Больное плечо ломило, поясница как деревянная, о руке и говорить нечего: как плеть бесчувственная. Одной за двоих приходилось плуг таскать. Но заснул Федор со счастливым чувством: вот есть же работа, на которую и он при своей однорукости годен…
И на второй день сева Марыся осталась одна. Смутные мысли одолевали ее. Все, кто был сейчас в деревне, стар и млад, ушли в поле, и даже Санька с криком: «Кали ласка-а!..» — ускакал туда же. Из окна Марыся видела, как по деревенской улице одна за другой проходили женщины, кто с лошадью в поводу, кто с вилами. Многие останавливались и кричали что-то, наверно, ласковое и ободряющее, но ей казалось: злословят. Как же, засела председательша в самую посевную дома и выходить не думает! Хворь не хворь, роды не роды — чистое притворство. Все на работе, все добывают свой хлеб земной, одна она остается нахлебницей — ведь так? И когда до такой ясности отстоялись в душевном роднике ее мысли, она оставила Домнушку в зыбке и вышла во двор. Просыхало уже. На сугреве под стеной зеленела травка, крапива из-под теплых камней уже с мужскую ладонь вымахала. Она нарвала на щи и потыкалась руками в пожухлой ботве луковичных грядок. Но зимний лук только-только пробивался колючими перышками сквозь прошлогоднюю засохшую поросль. Марыся взяла трезубую тяпку и немного продрала, проборонила луковичную гряду — зелень сразу засверкала, на глазах потянулась к солнцу. И Марысе было хорошо оттого, что она вот и дело полезное сделала, и устала не очень. Ноги были, правда, как ватные, голова кружилась, да велика ли беда? По весне и здоровый человек как пьяный ходит. Пошатываясь, она отнесла в дом нарванную крапиву, посмотрела на спящую Домнушку, качнула раза два зыбку и опять вышла вон. Руки ее просили работы, истосковались во время долгого лежания на кровати, крестом. Марыся взяла грабли и принялась убирать, сгребать зимний мусор, а потом и метелкой по сухим местам прошлась. За этим занятием и застала ее Тонька, ночевавшая у Барбушихи и позже других, в компании со всей троицей идущая на работу.

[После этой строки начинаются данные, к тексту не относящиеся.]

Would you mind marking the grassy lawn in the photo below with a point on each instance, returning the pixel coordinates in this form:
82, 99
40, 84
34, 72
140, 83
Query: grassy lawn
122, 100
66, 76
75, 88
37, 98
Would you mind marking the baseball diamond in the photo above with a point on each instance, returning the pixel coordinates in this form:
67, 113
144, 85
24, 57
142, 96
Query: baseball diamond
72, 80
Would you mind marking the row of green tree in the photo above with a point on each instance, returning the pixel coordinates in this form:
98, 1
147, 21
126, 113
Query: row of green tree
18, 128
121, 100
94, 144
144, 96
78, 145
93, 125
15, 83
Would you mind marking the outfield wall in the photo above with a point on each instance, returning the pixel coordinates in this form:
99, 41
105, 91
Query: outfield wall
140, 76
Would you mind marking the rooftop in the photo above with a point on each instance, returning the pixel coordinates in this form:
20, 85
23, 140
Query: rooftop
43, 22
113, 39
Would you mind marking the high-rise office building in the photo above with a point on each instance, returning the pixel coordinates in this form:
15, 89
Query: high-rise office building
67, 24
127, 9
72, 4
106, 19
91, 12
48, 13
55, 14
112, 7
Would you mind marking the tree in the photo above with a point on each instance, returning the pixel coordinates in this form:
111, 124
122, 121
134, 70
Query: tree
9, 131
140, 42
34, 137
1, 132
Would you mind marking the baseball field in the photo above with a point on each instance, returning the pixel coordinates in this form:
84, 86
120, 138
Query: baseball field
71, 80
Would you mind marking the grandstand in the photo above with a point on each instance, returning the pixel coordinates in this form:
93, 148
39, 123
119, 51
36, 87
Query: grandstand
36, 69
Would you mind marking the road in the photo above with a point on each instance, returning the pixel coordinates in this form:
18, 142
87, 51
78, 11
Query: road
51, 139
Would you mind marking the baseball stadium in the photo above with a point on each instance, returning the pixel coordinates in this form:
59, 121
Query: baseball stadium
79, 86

— А, Маруся, — сказала она вроде бы приветливо. — Прибираешься? Прибирайся, прибирайся. Нам-то вот некогда, в поле надо, навоз проклятый раскидывать.
И больше ничего. И молодые Барбушата приветливо покивали головами, прошли дальше, повиливая боками, — «обедве прыгожыя кабеты!» — как подумала Марыся. Разве что старая Барбушиха буркнула что-то сердито и зыркнула так, что не возрадуешься. Но в общем-то дело обычное: прошли мимо люди, так ли, иначе ли глянули на хворую, так ли, иначе ли поприветствовали. А Марыся места себе не находила, сновала взад и вперед, мимоходом укачивая разревевшуюся было Домнушку. И покормила грудью, сколько было, и после дала еще коровьего разбавленного молока — все равно ревет. Видно, нужна уже компания, беспокоилась, когда оставалась одна. Санька как раз прибежал со щавелем в подоле рубахи, пригоршней бросил в зыбку ярких листиков — Домнушка и Саньку не принимала в няньки, кричала. Пока Марыся варила крапивные щи с кислой щавельной приправой, Санька тоже надулся, вот-вот разревется.
— Ты-то чего, сынуля?
— Да-а, матуля! Да-а, кали ласка! Все пашут, а я зыбку качай, да-а…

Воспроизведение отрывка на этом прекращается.